Table of Contents
- Epidemiology of Pelvic Inflammatory Disease in Adolescents
- Etiology of Pelvic Inflammatory Disease in Adolescents
- Clinical Presentation of Pelvic Inflammatory Disease in Adolescents
- Diagnostic Workup for Pelvic Inflammatory Disease in Adolescents
- Treatment of Pelvic Inflammatory Disease in Adolescents
Pelvic inflammatory disease is a disorder that is characterized by the inflammation of the upper genital tract due to infectious etiologies. This definition includes endometritis, salpingitis, pyosalpinx, tubo-ovarian abscess, and pelvic peritonitis. This condition is quite common in adolescents and is a preventable disease. Because of this, studying pelvic inflammatory disease in this age group is important.

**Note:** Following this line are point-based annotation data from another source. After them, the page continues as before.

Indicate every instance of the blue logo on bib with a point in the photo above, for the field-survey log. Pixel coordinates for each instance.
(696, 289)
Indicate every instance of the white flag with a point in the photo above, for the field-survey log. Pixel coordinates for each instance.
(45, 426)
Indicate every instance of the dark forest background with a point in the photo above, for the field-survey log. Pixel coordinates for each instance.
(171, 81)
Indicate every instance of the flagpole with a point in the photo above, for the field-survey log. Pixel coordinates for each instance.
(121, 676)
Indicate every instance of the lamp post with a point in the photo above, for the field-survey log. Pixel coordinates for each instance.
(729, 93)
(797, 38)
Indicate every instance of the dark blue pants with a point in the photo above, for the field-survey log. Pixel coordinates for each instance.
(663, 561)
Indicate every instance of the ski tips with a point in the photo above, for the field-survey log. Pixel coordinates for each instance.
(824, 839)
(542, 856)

Epidemiology of Pelvic Inflammatory Disease in Adolescents
Approximately 1 million new cases of pelvic inflammatory disease are diagnosed per year in the United States. Even though most cases of the pelvic inflammatory disease can be managed medically or surgically, up to 150 women die every year because of the condition. The exact incidence of pelvic inflammatory disease in adolescents is unknown, but it has been suggested that one of eight adolescent girls will develop the condition. In another study, it was found that one-fifth of the cases of pelvic inflammatory disease are adolescents.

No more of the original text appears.